Their daughter, Rebecca Brazier, married Peter Tilton (son
of John Tilton and Mary Pearsall—there is another Ancient Name of Long Island).
--Brazier-Tilton Move
Rebecca (Brazier) Tilton and Peter Tilton moved to Monmouth,
New Jersey. (They were still Quakers).
--Tiltons in New Jersey; and back again.
This Tilton line remained in the New Jersey area (and remained Quaker) at least until
William Henry Tilton (B. 9 May 1820 Monmouth Co, NJ) and his wife Sarah A
Conover (B 12 Aug 1831 of Monmouth Co NJ; D. 5 Jul 1895 in Brooklyn, NY).
They moved
to Brooklyn, sometime before 1850 (US Fed. Census).
--Off to Pennsylvania
From mid-1800s the Tiltons lived in Brooklyn, then Henry Addison Tilton and his wife and family moved to
Pittsburgh PA. Since then the Tilton family claimed Pennsylvania as their own.
--Ultimate Irony
It was ironic for
me that I should find out that the Tiltons of Pennsylvania had first settled
down in the New World on Long Island, NY.

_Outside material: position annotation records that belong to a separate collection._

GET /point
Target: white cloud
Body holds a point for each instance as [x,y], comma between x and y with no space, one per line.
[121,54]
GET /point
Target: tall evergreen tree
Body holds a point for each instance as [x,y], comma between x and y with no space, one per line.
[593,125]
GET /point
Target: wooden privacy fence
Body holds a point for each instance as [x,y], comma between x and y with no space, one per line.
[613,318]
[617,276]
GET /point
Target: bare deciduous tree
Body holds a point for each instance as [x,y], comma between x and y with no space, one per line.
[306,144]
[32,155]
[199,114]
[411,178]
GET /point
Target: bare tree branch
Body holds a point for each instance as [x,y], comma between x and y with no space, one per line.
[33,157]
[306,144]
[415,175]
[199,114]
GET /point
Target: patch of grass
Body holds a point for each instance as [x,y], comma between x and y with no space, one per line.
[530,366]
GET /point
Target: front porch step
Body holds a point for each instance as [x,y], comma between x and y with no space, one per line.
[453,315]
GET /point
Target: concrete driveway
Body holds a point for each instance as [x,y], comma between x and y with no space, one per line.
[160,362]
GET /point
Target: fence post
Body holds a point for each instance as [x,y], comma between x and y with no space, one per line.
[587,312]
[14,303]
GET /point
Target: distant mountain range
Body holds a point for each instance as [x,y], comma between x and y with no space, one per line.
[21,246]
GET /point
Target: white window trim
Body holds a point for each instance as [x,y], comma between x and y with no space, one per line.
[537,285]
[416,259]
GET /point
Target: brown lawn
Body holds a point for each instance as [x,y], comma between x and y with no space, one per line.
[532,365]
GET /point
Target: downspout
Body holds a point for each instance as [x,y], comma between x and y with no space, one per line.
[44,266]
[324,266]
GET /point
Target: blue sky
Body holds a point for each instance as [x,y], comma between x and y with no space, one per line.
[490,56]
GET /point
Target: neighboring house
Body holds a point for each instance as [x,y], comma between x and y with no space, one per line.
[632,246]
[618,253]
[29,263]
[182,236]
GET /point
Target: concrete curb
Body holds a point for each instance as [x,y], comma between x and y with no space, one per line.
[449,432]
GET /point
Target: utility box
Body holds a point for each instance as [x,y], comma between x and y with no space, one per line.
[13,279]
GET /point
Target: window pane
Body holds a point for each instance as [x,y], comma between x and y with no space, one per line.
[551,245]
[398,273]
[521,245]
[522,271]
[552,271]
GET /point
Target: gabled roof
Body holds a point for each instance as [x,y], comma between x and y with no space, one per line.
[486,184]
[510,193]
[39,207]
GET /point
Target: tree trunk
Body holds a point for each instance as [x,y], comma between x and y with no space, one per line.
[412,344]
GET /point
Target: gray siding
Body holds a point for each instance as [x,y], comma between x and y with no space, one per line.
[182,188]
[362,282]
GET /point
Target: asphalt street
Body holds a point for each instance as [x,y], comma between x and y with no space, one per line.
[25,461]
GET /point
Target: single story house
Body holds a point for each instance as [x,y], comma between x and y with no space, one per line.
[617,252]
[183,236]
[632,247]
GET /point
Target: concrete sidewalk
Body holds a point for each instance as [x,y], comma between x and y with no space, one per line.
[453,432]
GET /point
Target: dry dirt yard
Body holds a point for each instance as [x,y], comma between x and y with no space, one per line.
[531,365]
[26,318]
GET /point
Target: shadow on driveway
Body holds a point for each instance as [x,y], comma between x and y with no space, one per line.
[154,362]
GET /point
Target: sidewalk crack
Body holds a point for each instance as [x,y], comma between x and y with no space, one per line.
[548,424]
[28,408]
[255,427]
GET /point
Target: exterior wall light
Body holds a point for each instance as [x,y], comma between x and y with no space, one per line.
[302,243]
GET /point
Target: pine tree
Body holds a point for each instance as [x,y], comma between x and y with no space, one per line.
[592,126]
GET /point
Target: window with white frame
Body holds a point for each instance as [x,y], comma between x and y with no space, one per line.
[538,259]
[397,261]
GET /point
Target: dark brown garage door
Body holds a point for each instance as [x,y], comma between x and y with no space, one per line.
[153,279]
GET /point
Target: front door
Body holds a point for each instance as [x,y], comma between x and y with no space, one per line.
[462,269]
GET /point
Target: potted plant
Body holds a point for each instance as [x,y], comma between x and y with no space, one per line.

My mother’s father (Chas Tilton) died in 1987 and was not a Quaker. Might he be shocked to find out he and his wife had this in common: Long Island,
NY and Quakerism?
I descend from several of the LI, NY Quakers you cite. Both my parents descend from the Pearsall's, making me my own 10th cousin! Thanks for sharing! I hope to one day visit the Old Quaker Meeting House in Flushing.
ReplyDeleteHahaha! Don't you love that pedigree collapse? If you make it to Flushing, Westubury and Matinecock aren't much further. It'll round out the trip. And they're lovely places. I need to go back!
DeleteI have a line of my family that were Quakers and am familiar with your "which one is it" issue! You have done lots of work, I am very impressed!
ReplyDeleteI come from a long line of Hawxhursts (my maiden name) and we've been able to trace the family back to England in 1492 (with s lot of help, of course). My grandfather, Austin Nelson Hawxhurst, son of Eugene "John" Hawxhurst and Bertha Larrabee of Oyster Bay, Long Island (Quakers) was disowned when he married my grandmother, Hanora "Nora" Sheehy, an "off the boat" Irish Catholic.